Ridiculous in a far more enjoyable fashion is Russ Meyer's legendary Beyond the Valley of the Dolls (Fox Movie Channel, April 2, 2 a.m.). (Disregarding its many charms, Beyond would be famous merely for being the one screenwriting credit of film critic Roger Ebert.) Dolls is Meyer's stupendously zany attempt to cash in on psychedelic youth culture, complete with sex, drugs, rock 'n' roll and hatred of men in suits. Playboy Playmate Dolly Read plays the lead singer of the Carrie Nations (dig the clever name), an all-girl trio newly arrived in Los Angeles. Along the way, the band meets Hollywood's high and mighty and hires a Shakespeare-quoting cross-dressing psychopath as its manager.

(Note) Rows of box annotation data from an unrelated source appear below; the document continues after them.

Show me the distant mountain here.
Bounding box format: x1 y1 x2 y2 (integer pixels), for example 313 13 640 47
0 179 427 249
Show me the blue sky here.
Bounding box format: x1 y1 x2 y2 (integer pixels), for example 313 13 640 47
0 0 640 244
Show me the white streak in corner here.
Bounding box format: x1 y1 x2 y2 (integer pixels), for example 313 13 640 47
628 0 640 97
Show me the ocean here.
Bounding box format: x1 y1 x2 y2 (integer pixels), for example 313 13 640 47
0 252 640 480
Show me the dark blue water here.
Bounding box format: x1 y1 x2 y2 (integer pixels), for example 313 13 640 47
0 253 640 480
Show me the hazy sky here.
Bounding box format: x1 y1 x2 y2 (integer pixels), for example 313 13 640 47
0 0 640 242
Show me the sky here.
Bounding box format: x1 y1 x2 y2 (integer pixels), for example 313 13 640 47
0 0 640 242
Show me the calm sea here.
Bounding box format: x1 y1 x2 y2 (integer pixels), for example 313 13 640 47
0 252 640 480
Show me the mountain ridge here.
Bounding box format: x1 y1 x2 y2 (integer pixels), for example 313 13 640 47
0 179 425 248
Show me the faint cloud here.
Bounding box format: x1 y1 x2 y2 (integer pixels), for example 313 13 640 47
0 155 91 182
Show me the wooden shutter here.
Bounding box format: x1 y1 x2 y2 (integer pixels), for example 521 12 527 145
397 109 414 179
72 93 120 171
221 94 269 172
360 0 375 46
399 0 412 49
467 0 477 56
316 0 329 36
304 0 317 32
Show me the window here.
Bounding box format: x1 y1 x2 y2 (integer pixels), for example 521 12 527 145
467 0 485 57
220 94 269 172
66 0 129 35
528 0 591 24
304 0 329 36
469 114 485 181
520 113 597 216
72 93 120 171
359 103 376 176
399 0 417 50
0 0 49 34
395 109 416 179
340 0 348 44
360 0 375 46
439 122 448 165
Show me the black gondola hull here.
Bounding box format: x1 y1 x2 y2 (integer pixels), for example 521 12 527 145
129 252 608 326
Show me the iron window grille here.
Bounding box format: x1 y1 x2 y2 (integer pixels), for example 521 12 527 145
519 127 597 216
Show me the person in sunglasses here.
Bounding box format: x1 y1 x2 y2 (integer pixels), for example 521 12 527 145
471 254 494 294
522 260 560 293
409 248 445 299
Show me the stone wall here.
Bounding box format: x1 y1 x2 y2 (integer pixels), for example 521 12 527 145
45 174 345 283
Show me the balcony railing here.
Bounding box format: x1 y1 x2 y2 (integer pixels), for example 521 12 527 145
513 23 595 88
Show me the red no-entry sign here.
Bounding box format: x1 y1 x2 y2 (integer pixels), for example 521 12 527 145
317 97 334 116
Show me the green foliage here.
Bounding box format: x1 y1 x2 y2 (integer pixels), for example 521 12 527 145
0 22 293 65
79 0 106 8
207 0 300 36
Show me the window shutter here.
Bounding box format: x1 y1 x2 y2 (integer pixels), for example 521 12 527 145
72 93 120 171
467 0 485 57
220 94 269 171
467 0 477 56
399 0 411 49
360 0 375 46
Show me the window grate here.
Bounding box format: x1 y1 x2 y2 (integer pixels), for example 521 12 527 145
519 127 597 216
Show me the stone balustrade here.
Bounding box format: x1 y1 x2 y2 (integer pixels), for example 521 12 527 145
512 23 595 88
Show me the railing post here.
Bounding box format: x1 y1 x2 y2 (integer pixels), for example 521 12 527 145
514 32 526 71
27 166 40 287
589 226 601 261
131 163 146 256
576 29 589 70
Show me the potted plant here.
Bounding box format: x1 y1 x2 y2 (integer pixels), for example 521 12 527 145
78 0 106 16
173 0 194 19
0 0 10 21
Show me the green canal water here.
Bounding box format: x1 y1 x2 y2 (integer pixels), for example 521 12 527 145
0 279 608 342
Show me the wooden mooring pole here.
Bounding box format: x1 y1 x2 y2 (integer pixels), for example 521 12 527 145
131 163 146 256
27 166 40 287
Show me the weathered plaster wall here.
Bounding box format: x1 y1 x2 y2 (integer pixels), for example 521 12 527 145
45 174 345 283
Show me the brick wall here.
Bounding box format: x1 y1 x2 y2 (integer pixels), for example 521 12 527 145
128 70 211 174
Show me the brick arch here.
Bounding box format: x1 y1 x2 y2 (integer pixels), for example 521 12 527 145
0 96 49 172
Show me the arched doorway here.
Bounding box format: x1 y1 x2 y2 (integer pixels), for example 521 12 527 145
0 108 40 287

What's amazing is that this over-the-top cocktail actually works. Its sheer strangeness makes it an eternally appealing candidate for midnight movie screenings everywhere, and as a time capsule of late-60s SoCal counterculture, Beyond the Valley of the Dolls is a far better mirror of its time than pseudo-highbrow schlock like Splendor in the Grass.